MongoDB – Replication Maintenance Mode with Multiple Tasks in Progress

data synchronizationmaintenancemongodbmongodb-3.2

I have a MongoDB instance where resync is required.

2016-11-07T11:59:23.330+0000 I REPL     [ReplicationExecutor] syncing from: x.x.x.x:27017
2016-11-07T11:59:23.354+0000 W REPL     [rsBackgroundSync] we are too stale to use x.x.x.x:27017 as a sync source
2016-11-07T11:59:23.354+0000 I REPL     [ReplicationExecutor] could not find member to sync from
2016-11-07T11:59:23.354+0000 E REPL     [rsBackgroundSync] too stale to catch up -- entering maintenance mode
2016-11-07T11:59:23.354+0000 I REPL     [rsBackgroundSync] our last optime : (term: 20, timestamp: Oct  4 07:41:29:1)
2016-11-07T11:59:23.354+0000 I REPL     [rsBackgroundSync] oldest available is (term: 20, timestamp: Oct 17 02:13:33:5)
2016-11-07T11:59:23.354+0000 I REPL     [rsBackgroundSync] See http://dochub.mongodb.org/core/resyncingaverystalereplicasetmember
2016-11-07T11:59:23.355+0000 I REPL     [ReplicationExecutor] going into maintenance mode with 10333 other maintenance mode tasks in progress

what does this line mean?

[ReplicationExecutor] going into maintenance mode with 10333 other maintenance mode tasks in progress

what are maintenance mode tasks? No docs from MongoDB. Why there are 10333 queued? Howto see them (list)? With a search engine I found also log entries with with 0 other maintenance mode tasks in progress

Best Answer

What are maintenance mode tasks?

The "maintenance mode tasks" message is referring to a counter of successive calls to the replSetMaintenance command and (as at MongoDB 3.4) isn't associated with specific queued tasks. The replSetMaintenance command is used to keep a secondary in RECOVERING state while some maintenance work is done. A RECOVERING member remains online and potentially syncing, but is excluded from normal read operations (eg. using secondary read preferences with a driver). Each invocation of replSetMaintenance either increases the task counter (if true) or decreases it (if false). When the counter reaches 0 the member will transition from RECOVERING back into SECONDARY state assuming it is healthy.

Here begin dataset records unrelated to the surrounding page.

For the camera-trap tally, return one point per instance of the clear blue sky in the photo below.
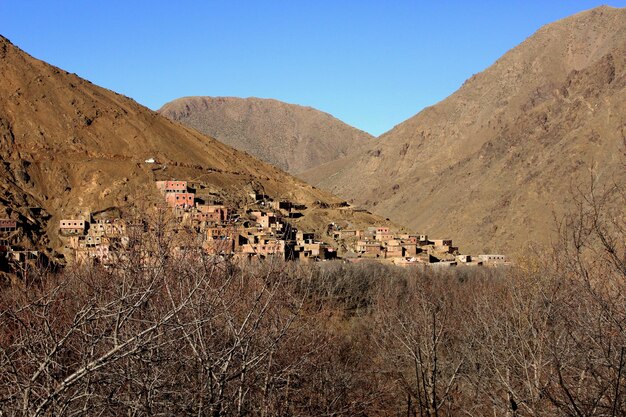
(372, 64)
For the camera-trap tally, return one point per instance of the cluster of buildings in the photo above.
(260, 230)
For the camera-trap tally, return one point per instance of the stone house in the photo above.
(68, 227)
(172, 186)
(8, 225)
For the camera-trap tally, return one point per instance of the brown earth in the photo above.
(291, 137)
(494, 163)
(69, 147)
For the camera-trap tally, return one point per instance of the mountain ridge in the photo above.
(290, 136)
(413, 172)
(70, 148)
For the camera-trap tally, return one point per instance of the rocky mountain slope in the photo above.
(291, 137)
(69, 147)
(495, 162)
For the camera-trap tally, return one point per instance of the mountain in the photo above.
(69, 148)
(495, 162)
(291, 137)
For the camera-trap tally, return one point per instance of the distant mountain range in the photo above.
(69, 148)
(495, 162)
(291, 137)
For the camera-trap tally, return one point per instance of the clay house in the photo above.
(492, 259)
(180, 200)
(304, 237)
(172, 186)
(384, 236)
(96, 229)
(8, 225)
(410, 249)
(99, 254)
(264, 219)
(369, 248)
(346, 234)
(409, 239)
(114, 228)
(281, 205)
(464, 258)
(444, 246)
(72, 227)
(5, 245)
(395, 251)
(265, 248)
(218, 212)
(442, 242)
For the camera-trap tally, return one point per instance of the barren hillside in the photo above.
(69, 147)
(495, 162)
(291, 137)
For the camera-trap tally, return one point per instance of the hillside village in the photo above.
(261, 230)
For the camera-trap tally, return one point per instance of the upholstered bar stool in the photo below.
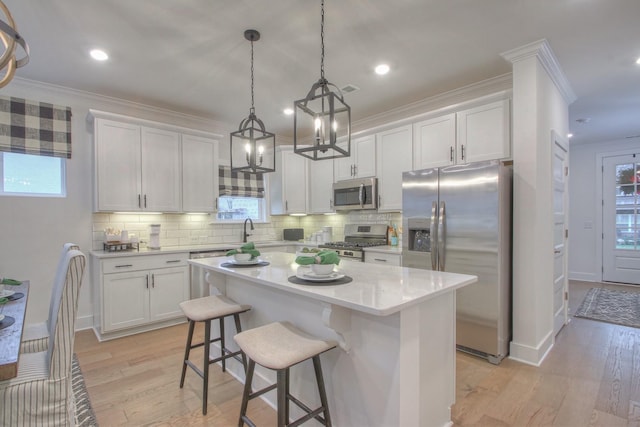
(279, 346)
(206, 309)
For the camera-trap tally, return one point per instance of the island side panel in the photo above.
(363, 386)
(427, 361)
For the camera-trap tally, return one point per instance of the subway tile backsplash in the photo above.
(198, 229)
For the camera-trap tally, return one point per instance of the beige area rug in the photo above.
(612, 306)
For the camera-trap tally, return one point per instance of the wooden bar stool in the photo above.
(279, 346)
(205, 310)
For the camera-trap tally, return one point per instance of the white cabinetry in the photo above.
(434, 142)
(484, 132)
(199, 174)
(320, 186)
(362, 161)
(394, 148)
(382, 258)
(137, 168)
(137, 293)
(289, 183)
(471, 135)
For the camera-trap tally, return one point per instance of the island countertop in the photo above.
(375, 289)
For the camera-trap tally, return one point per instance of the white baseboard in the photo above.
(531, 355)
(585, 277)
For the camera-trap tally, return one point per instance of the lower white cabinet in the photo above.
(138, 293)
(382, 258)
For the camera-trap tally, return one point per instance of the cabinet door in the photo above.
(126, 300)
(168, 288)
(199, 174)
(394, 157)
(434, 142)
(161, 178)
(484, 132)
(365, 156)
(117, 162)
(294, 173)
(321, 186)
(343, 166)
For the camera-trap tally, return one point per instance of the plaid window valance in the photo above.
(240, 184)
(31, 127)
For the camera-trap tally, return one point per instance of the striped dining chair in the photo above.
(41, 394)
(35, 337)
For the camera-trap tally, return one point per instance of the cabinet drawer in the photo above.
(134, 263)
(380, 258)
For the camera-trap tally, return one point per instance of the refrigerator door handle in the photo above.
(442, 233)
(434, 235)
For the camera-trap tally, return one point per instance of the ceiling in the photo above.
(191, 56)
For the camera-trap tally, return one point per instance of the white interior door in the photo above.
(560, 212)
(621, 219)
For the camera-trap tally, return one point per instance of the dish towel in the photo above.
(323, 257)
(247, 248)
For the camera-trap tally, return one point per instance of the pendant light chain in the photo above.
(322, 41)
(252, 107)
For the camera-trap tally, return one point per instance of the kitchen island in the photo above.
(395, 365)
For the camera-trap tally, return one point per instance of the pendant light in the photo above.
(322, 120)
(252, 148)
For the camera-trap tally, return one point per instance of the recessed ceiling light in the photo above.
(382, 69)
(99, 55)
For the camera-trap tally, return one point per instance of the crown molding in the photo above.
(90, 99)
(542, 50)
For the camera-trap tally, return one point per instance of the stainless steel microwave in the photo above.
(355, 194)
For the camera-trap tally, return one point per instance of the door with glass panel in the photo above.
(621, 219)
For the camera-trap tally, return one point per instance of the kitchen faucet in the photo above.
(244, 232)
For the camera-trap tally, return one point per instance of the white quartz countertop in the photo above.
(194, 248)
(375, 289)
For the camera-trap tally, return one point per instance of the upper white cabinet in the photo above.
(320, 186)
(484, 132)
(161, 178)
(471, 135)
(147, 166)
(434, 142)
(362, 161)
(137, 168)
(394, 149)
(118, 166)
(289, 183)
(199, 174)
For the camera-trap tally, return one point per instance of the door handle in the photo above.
(434, 235)
(442, 237)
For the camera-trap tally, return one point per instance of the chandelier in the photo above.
(10, 37)
(252, 148)
(324, 115)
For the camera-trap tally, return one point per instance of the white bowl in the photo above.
(242, 257)
(322, 269)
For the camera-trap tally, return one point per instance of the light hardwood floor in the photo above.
(590, 378)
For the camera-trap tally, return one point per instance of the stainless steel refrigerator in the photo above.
(458, 219)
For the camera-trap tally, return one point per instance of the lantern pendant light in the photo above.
(322, 120)
(252, 148)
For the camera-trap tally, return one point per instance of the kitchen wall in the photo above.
(585, 213)
(198, 229)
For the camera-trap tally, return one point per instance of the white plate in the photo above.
(5, 293)
(315, 278)
(250, 262)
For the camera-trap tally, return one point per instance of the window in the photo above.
(241, 196)
(32, 175)
(240, 208)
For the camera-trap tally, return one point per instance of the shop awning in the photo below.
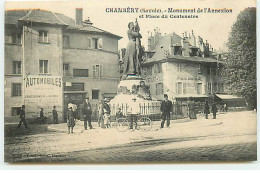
(228, 97)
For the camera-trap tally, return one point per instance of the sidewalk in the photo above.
(227, 129)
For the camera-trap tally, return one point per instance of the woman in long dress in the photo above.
(131, 61)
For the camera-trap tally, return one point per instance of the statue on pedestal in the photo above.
(134, 52)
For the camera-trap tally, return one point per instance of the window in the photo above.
(199, 69)
(155, 68)
(215, 87)
(80, 72)
(221, 87)
(177, 50)
(184, 88)
(97, 43)
(66, 69)
(16, 89)
(43, 66)
(179, 67)
(95, 94)
(13, 38)
(199, 88)
(74, 87)
(149, 42)
(16, 111)
(97, 71)
(100, 43)
(159, 88)
(66, 42)
(89, 43)
(179, 88)
(210, 87)
(16, 67)
(43, 36)
(144, 71)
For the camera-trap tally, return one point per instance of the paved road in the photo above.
(232, 137)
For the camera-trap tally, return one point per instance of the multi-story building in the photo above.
(81, 59)
(182, 67)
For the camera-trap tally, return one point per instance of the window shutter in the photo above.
(184, 88)
(100, 43)
(89, 42)
(101, 71)
(176, 88)
(94, 71)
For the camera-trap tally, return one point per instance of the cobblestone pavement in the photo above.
(231, 137)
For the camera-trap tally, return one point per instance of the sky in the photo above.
(214, 27)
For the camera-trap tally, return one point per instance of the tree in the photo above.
(240, 70)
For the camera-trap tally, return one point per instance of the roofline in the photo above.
(171, 59)
(104, 32)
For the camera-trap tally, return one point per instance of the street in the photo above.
(230, 137)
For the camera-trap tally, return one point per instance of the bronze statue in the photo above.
(134, 51)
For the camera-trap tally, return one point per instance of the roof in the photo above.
(228, 97)
(90, 28)
(48, 17)
(37, 15)
(191, 95)
(162, 52)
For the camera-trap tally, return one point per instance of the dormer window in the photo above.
(43, 36)
(177, 50)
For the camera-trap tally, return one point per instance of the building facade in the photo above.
(43, 48)
(182, 67)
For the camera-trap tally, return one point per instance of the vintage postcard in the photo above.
(130, 82)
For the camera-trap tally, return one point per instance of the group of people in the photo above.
(86, 113)
(105, 117)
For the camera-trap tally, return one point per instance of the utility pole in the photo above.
(23, 66)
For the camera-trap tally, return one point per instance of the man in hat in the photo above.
(134, 112)
(214, 110)
(166, 109)
(100, 112)
(87, 112)
(55, 115)
(22, 117)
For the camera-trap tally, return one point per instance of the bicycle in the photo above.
(143, 123)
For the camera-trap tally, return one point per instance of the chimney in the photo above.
(186, 47)
(171, 48)
(79, 16)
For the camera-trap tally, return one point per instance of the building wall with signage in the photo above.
(100, 66)
(43, 92)
(182, 80)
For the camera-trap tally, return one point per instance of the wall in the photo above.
(34, 51)
(189, 75)
(80, 56)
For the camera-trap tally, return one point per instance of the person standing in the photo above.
(41, 119)
(134, 112)
(70, 120)
(87, 112)
(206, 109)
(119, 113)
(106, 118)
(22, 117)
(166, 109)
(55, 115)
(214, 110)
(100, 113)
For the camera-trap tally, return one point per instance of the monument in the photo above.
(132, 85)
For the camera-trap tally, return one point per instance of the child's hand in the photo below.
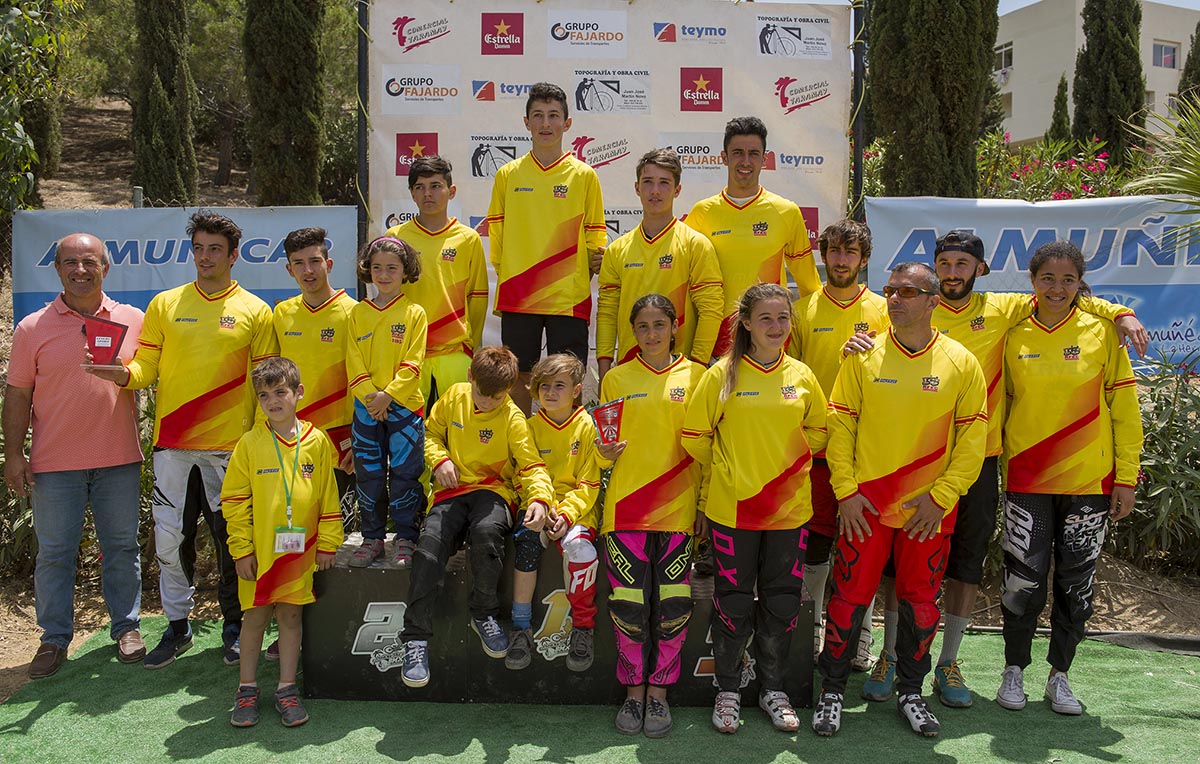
(447, 475)
(247, 567)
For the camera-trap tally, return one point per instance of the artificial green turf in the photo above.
(1141, 707)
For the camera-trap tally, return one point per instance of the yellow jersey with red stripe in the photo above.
(654, 483)
(905, 422)
(385, 349)
(255, 501)
(1074, 425)
(757, 443)
(678, 264)
(541, 222)
(201, 348)
(453, 287)
(315, 337)
(570, 456)
(492, 450)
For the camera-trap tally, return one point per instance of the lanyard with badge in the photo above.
(288, 539)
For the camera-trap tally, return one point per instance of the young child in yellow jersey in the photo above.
(384, 353)
(649, 516)
(280, 503)
(483, 461)
(565, 439)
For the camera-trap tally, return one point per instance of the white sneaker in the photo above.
(1062, 699)
(1012, 689)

As at MongoDB 3.4, changes in maintenance mode are currently only noted in the MongoDB log. This command is generally only used internally by mongod, but you can invoke it manually as well.

Here's an annotated set of log lines and the associated mongo shell commands showing the task counter changing:

// db.adminCommand({replSetMaintenance: 1})
[ReplicationExecutor] going into maintenance mode with 0 other maintenance mode tasks in progress
[ReplicationExecutor] transition to RECOVERING

// db.adminCommand({replSetMaintenance: 1})
[ReplicationExecutor] going into maintenance mode with 1 other maintenance mode tasks in progress

// db.adminCommand({replSetMaintenance: 0})
[ReplicationExecutor] leaving maintenance mode (1 other maintenance mode tasks ongoing)

// db.adminCommand({replSetMaintenance: 0})
[ReplicationExecutor] leaving maintenance mode (0 other maintenance mode tasks ongoing)
[ReplicationExecutor] transition to SECONDARY

// db.adminCommand({replSetMaintenance: 0})
[ReplicationExecutor] Attempted to leave maintenance mode but it is not currently active

Why there are 10333 queued?

In MongoDB 3.2 a replica set member that becomes "too stale" (i.e. doesn't have any oplog entries in common with another healthy member of the replica set) will remain in RECOVERING mode and periodically check if a new valid sync source is available. Each check currently increments the "maintenance task" counter, so this doesn't actually indicate a meaningful number of tasks if the member has become stale.

In theory "too stale" is not a terminal state as conceivably a member with a larger oplog may temporarily be offline; in practice a "too stale to catch up error" generally means a manual resync is required.

2016-11-07T11:59:23.354+0000 I REPL     [rsBackgroundSync] our last optime : (term: 20, timestamp: Oct  4 07:41:29:1)
2016-11-07T11:59:23.354+0000 I REPL     [rsBackgroundSync] oldest available is (term: 20, timestamp: Oct 17 02:13:33:5)

In this case the replica set member in question went stale almost two weeks earlier, so the maintenance mode counter has continued to creep up over time. There's a related issue in the MongoDB Jira you can watch/upvote: SERVER 23899: Reset maintenance mode when transitioning from too-stale to valid sync source.